Bugünkü laik eğitim sistemi okullarda dinî ve fennî ilimleri birlikte ve birbirleriyle meczederek vermiyor; talebeler, okul dışında aldığı dinî bilgileri okulda aldığı bilgilerle birarada te’lif edebilmekte, anlamakta ve hazmetmekte güçlük çekiyorlar. Talebelere ya dinî inançlarını ya da okulda kendisine öğretilenleri “esas” kabul edip, sanki biri için diğerini inkâr icabettiğinin îma edildiği oluyor. Dindar öğretmenlerin bulunduğu okullar, tabii ki bahsimizden hariçtir.
İnsan için havadaki oksijenden çok daha fazla önemli olan İslâmiyetin îman esaslarının teneffüsünü zorlaştıran, iaik eğitim sistemimizin bazı okullarındaki bu “manevî hava kirliliği”nin mahiyeti ve sebebi iyi incelenmeğe ihtiyaç göstermektedir. Burada bahis konusu etmek istediğimiz asıl şey, böyle okullara devam edenlere ve onların ailelerine düşen iş ve vazifenin, “okulu boykot etmek” yerine, okul dışı zamanları değerlendiren iyi bir programla, okulun verdiklerindeki boşlukları ve yanlışlıkları en iyi şekilde telafi etmek olduğudur.

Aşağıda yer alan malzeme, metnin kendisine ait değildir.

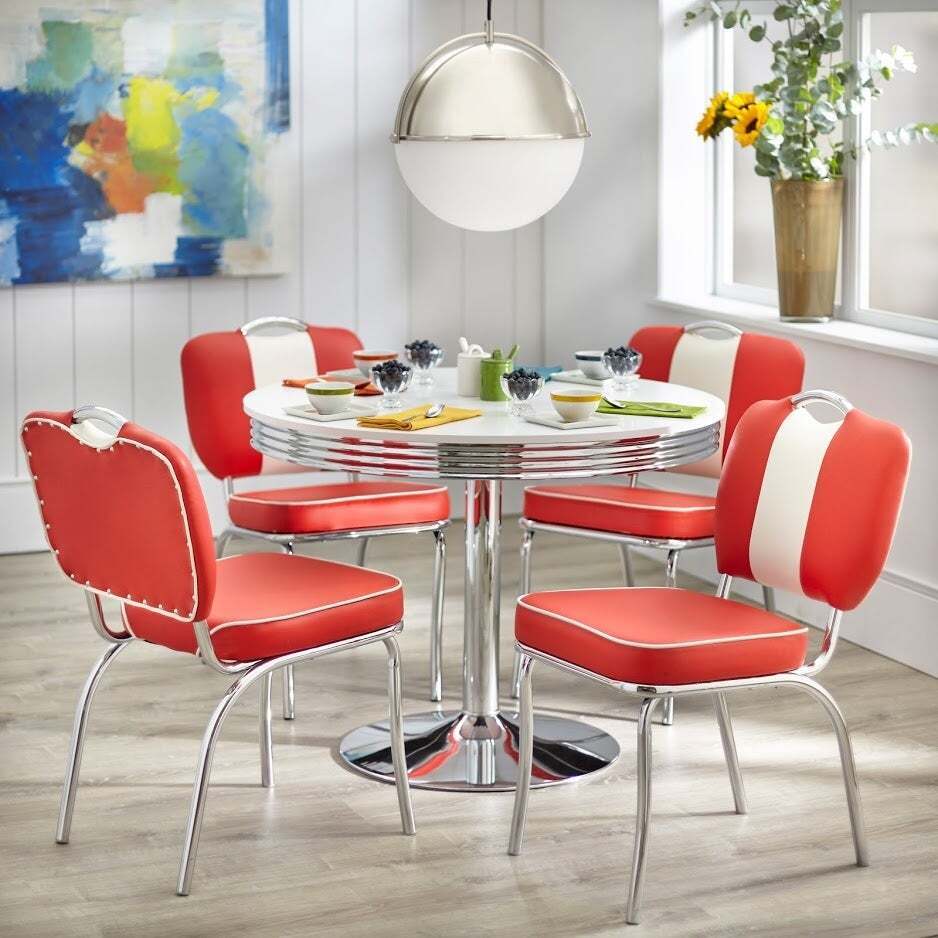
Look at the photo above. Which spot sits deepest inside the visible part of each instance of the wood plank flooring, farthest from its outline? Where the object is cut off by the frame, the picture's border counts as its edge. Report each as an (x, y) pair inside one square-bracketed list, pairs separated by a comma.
[(322, 853)]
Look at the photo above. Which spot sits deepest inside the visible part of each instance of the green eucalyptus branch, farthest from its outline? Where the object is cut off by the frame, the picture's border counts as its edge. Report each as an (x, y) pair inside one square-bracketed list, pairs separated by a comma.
[(811, 92)]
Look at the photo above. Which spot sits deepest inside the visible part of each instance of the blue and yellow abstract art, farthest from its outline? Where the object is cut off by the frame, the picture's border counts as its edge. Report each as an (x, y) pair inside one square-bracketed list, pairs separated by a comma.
[(143, 139)]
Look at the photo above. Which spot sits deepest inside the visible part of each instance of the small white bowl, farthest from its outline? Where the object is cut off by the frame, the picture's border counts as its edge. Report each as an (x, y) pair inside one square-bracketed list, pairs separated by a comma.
[(366, 359), (573, 405), (330, 397), (591, 364)]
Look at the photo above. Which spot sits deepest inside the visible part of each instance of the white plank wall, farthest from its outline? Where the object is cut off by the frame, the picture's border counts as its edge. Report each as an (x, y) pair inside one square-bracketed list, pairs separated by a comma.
[(366, 257)]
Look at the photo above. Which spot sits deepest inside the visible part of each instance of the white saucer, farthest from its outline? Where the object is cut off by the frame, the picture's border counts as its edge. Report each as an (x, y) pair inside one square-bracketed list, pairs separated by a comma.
[(352, 413), (352, 375), (551, 420)]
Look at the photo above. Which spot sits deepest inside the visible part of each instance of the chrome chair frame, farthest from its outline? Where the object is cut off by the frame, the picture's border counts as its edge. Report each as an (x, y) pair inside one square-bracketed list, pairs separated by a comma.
[(287, 542), (671, 546), (246, 674), (801, 678)]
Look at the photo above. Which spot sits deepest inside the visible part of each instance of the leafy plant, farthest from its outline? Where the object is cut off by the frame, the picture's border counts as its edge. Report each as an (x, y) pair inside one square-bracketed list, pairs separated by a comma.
[(812, 90)]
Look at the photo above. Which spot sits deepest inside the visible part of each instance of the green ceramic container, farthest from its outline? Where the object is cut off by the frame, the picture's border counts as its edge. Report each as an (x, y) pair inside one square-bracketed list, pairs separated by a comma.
[(492, 370)]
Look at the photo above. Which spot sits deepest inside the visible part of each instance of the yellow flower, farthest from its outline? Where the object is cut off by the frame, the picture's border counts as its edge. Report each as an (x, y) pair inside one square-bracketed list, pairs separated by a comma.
[(705, 126), (737, 102), (749, 123)]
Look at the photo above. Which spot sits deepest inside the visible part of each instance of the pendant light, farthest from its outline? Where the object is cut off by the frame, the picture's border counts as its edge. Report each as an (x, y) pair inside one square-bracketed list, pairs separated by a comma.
[(489, 133)]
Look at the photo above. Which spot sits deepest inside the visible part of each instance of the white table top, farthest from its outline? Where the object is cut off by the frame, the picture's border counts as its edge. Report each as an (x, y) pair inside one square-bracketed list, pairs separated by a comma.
[(496, 425)]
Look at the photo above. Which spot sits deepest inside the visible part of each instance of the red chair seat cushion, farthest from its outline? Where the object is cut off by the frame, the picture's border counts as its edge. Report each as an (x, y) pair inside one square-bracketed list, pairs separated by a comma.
[(273, 604), (621, 510), (317, 509), (659, 637)]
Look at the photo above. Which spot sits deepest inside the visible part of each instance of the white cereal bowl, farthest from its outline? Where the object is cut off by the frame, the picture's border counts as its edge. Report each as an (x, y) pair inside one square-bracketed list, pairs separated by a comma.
[(591, 364), (573, 405), (366, 359), (330, 397)]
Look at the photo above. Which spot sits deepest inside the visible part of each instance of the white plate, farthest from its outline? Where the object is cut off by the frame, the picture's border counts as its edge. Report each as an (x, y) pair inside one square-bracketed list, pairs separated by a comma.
[(577, 377), (352, 375), (550, 420), (307, 411)]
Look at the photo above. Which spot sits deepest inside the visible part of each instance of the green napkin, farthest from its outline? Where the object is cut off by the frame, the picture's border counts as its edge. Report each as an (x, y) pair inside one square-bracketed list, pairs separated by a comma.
[(649, 409)]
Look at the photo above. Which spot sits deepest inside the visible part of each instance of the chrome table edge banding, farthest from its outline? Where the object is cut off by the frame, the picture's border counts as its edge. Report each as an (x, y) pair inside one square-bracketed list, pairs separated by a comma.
[(476, 748)]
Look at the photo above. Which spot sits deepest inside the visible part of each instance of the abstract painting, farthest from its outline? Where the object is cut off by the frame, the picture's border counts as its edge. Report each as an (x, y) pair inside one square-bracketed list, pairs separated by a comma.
[(143, 138)]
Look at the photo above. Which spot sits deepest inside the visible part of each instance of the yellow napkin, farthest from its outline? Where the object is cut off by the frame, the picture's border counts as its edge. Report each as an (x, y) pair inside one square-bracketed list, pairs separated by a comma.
[(414, 419)]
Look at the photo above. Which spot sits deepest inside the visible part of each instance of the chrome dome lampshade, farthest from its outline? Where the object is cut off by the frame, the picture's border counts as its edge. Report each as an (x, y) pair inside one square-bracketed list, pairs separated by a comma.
[(489, 133)]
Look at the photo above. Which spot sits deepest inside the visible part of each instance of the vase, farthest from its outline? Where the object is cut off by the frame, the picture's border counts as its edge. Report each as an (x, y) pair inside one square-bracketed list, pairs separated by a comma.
[(807, 243)]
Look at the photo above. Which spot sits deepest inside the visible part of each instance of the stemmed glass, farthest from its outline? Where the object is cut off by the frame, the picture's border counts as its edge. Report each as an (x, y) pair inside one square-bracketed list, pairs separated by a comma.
[(521, 387), (392, 379), (424, 356), (624, 364)]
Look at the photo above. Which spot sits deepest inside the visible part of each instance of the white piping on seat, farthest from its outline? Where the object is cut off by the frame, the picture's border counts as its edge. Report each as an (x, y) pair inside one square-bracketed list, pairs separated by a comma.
[(620, 504), (724, 640), (252, 498), (123, 441)]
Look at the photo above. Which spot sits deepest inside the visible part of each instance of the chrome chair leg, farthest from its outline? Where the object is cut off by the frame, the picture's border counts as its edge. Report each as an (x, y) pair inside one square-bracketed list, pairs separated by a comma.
[(222, 543), (202, 774), (643, 809), (670, 573), (526, 539), (362, 551), (436, 617), (77, 744), (289, 687), (729, 751), (670, 580), (525, 755), (398, 752), (266, 737), (627, 565), (768, 598), (848, 764), (289, 693)]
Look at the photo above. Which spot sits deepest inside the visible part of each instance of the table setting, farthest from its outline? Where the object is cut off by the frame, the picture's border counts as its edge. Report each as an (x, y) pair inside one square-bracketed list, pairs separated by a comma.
[(483, 422)]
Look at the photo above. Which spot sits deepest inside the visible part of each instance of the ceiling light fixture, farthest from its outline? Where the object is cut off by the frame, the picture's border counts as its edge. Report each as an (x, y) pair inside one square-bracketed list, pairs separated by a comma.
[(489, 133)]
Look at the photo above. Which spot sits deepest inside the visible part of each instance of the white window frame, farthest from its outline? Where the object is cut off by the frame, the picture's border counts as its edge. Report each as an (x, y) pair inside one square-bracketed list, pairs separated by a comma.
[(854, 259), (724, 282)]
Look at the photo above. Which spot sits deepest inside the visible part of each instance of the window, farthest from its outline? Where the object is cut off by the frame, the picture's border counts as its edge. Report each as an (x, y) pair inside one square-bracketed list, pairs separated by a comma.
[(902, 214), (889, 271)]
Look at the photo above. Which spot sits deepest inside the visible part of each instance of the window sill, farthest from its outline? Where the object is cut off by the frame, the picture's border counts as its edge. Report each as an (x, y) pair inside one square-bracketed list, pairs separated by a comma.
[(836, 332)]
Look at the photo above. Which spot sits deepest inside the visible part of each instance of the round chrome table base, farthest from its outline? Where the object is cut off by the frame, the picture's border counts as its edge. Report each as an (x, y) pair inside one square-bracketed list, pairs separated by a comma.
[(454, 751)]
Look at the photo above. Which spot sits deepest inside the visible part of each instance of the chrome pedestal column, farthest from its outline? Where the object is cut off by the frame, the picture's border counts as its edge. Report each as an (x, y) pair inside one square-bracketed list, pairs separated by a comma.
[(476, 748)]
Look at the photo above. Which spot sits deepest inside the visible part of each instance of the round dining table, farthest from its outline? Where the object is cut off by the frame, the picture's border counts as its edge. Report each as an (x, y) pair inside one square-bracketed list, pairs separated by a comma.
[(475, 748)]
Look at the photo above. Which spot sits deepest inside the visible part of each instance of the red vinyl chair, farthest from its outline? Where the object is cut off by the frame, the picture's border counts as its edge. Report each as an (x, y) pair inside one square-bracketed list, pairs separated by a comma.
[(218, 370), (125, 519), (802, 505), (739, 368)]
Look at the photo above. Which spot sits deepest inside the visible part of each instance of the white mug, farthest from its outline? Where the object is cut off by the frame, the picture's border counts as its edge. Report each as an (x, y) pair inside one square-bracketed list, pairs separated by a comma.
[(468, 374)]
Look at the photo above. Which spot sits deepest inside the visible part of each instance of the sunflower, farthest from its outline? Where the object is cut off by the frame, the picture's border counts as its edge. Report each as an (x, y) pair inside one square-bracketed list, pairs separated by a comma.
[(706, 124), (750, 120), (737, 102)]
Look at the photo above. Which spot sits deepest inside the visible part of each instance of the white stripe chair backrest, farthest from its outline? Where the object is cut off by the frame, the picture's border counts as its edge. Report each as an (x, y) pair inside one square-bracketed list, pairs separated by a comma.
[(738, 368), (807, 506), (219, 368)]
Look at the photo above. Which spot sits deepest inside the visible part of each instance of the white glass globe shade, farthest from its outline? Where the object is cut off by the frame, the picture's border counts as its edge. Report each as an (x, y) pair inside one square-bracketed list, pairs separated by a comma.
[(489, 185)]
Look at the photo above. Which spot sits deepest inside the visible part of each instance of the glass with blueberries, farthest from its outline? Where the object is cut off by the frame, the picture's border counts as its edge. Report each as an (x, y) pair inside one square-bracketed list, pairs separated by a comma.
[(392, 379), (521, 386), (623, 362), (424, 356)]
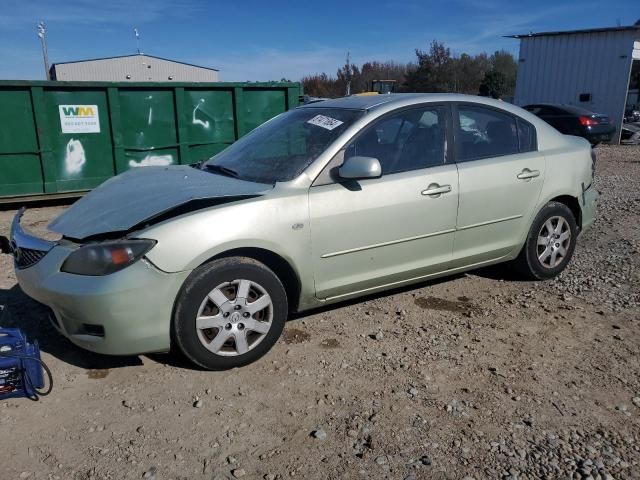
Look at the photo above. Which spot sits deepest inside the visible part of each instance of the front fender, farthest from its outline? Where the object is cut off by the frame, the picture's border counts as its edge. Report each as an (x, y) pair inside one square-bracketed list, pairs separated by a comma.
[(277, 224)]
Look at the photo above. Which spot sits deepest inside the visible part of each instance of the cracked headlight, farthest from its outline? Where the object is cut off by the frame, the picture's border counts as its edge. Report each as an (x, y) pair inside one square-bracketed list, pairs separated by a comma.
[(104, 258)]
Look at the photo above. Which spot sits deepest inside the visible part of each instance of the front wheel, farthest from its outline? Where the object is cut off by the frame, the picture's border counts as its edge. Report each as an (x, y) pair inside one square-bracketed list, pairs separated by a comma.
[(550, 243), (229, 313)]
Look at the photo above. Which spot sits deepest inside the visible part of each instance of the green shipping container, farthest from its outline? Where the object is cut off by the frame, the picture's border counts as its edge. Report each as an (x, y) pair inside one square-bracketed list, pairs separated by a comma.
[(63, 138)]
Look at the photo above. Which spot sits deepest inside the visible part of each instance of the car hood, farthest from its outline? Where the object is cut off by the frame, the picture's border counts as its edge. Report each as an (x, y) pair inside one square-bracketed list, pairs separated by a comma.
[(141, 194)]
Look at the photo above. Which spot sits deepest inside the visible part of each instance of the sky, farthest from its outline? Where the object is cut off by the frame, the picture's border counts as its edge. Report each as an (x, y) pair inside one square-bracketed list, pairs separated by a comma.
[(251, 40)]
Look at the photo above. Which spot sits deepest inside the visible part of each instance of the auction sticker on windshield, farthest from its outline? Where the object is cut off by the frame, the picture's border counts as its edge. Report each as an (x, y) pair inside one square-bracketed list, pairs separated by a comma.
[(325, 122)]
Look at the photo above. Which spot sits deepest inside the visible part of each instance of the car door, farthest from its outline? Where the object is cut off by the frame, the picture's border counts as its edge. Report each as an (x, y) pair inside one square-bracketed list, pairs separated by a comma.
[(500, 176), (383, 231)]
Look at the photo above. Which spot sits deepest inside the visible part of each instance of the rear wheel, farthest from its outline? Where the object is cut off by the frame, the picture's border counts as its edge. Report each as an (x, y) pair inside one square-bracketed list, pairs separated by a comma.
[(550, 243), (229, 313)]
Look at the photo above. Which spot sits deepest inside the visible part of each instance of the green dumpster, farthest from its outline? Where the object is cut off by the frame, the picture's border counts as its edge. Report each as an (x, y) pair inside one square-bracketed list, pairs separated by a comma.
[(64, 138)]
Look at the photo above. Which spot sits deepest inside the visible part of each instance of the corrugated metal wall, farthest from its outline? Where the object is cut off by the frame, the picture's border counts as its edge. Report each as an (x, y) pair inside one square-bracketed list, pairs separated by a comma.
[(558, 68), (134, 68)]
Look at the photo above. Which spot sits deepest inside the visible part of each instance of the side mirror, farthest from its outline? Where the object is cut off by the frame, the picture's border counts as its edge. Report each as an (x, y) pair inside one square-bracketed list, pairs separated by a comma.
[(356, 168)]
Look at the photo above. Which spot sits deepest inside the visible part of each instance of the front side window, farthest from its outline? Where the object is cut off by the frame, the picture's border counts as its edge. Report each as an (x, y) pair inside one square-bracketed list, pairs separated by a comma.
[(409, 140), (484, 132), (282, 148)]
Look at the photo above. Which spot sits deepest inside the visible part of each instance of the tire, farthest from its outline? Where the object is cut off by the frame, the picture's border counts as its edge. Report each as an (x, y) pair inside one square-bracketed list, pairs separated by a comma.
[(229, 313), (549, 259)]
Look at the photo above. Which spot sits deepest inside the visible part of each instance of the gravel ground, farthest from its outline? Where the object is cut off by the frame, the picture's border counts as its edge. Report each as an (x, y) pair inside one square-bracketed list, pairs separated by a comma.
[(476, 376)]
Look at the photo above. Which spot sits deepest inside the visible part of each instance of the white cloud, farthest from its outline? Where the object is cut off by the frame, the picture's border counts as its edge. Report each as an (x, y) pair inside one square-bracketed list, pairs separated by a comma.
[(264, 64)]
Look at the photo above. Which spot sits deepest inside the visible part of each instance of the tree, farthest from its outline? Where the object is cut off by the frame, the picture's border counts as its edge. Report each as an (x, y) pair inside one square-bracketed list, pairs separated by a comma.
[(503, 62), (434, 72), (494, 84)]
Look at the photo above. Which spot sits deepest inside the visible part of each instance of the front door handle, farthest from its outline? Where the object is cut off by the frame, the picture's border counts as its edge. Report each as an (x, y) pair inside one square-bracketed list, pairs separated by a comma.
[(434, 190), (527, 174)]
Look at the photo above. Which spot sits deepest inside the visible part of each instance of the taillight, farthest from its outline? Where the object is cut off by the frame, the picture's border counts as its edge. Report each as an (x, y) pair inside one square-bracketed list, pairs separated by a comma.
[(587, 121)]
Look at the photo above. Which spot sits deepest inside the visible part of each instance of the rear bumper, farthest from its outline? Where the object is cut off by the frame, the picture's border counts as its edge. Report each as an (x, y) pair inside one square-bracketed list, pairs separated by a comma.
[(589, 206)]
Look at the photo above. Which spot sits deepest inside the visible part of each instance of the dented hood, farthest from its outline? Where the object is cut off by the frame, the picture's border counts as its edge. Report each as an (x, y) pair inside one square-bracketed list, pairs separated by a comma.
[(140, 194)]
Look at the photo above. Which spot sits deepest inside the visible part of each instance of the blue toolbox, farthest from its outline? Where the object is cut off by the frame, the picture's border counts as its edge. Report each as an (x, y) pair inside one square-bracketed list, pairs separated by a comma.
[(21, 369)]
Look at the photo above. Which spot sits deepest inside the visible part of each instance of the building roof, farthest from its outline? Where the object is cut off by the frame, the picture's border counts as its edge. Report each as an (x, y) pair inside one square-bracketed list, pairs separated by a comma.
[(572, 32), (135, 55)]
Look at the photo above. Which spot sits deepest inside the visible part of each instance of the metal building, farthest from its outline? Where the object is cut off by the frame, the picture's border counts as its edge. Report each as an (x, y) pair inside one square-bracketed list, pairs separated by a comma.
[(586, 68), (134, 68)]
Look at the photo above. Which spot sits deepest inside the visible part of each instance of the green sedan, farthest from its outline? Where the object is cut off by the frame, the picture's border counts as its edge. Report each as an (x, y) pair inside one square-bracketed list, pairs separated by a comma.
[(327, 202)]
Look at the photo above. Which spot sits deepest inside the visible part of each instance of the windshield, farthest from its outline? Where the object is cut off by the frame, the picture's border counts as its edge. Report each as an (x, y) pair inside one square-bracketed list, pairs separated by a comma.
[(280, 149)]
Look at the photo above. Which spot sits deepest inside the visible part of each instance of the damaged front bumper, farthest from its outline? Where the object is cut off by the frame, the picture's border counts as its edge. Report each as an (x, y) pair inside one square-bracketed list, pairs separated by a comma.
[(124, 313)]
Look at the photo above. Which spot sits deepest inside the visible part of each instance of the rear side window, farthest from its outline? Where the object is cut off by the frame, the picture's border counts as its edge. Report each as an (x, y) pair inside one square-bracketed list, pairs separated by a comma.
[(526, 136), (485, 132)]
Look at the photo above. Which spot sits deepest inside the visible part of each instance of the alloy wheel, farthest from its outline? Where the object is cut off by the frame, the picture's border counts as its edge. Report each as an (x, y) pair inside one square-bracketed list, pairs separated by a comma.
[(554, 240), (234, 317)]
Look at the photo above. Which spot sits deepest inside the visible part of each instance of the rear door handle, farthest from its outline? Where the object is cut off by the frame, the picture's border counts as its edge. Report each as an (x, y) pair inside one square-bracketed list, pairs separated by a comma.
[(436, 190), (527, 174)]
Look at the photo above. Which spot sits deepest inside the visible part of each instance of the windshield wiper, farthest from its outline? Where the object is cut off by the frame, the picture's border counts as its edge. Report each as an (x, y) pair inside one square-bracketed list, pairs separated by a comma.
[(229, 172)]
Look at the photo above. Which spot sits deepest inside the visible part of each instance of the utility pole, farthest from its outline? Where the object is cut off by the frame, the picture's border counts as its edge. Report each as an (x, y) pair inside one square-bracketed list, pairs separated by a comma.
[(348, 76), (45, 54), (137, 34)]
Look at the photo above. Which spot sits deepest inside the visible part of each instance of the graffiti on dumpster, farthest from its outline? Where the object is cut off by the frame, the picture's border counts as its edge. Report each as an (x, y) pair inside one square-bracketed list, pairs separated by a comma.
[(74, 158), (197, 121)]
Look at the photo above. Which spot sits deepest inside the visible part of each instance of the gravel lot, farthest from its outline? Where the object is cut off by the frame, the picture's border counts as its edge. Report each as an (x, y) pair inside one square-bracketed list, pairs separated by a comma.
[(476, 376)]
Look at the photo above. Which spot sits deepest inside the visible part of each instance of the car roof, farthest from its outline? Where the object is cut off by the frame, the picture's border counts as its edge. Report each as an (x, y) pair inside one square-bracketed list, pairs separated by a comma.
[(369, 102)]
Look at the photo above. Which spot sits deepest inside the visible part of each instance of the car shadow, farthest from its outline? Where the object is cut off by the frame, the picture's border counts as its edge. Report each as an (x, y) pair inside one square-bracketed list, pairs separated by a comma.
[(499, 272), (32, 318)]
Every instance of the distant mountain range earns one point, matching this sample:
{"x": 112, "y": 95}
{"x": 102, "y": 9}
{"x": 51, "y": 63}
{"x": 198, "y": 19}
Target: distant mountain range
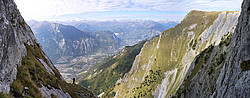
{"x": 74, "y": 46}
{"x": 130, "y": 32}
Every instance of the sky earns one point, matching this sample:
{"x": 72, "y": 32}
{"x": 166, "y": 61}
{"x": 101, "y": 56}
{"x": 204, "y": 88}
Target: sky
{"x": 102, "y": 10}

İnsan bu dünyaya sadece dünyevî istikbalini kazanmak, doktor, mühendis, avukat, v.s. olmak için gelmemiş olduğundan, bir talebe dünyevî bir istikbalin programı yanında asıl ebedî hayatını, ebedî istikbalini de kazandıracak, kaybettirmeyecek bir çalışma programına riayet etmelidir. İleride bir meslek sahibi olması için lüzumlu bilgileri basitten başlayarak okullarda öğrenirken, “hakikî insaniyet” sıfatını inkişaf ettirecek bilgi ve faaliyetlerden de kendisini mahrum bırakmamalıdır. İnsanın asıl istikbali âhirettir ve âhiretine sermaye olabilecek kazancı  da budur.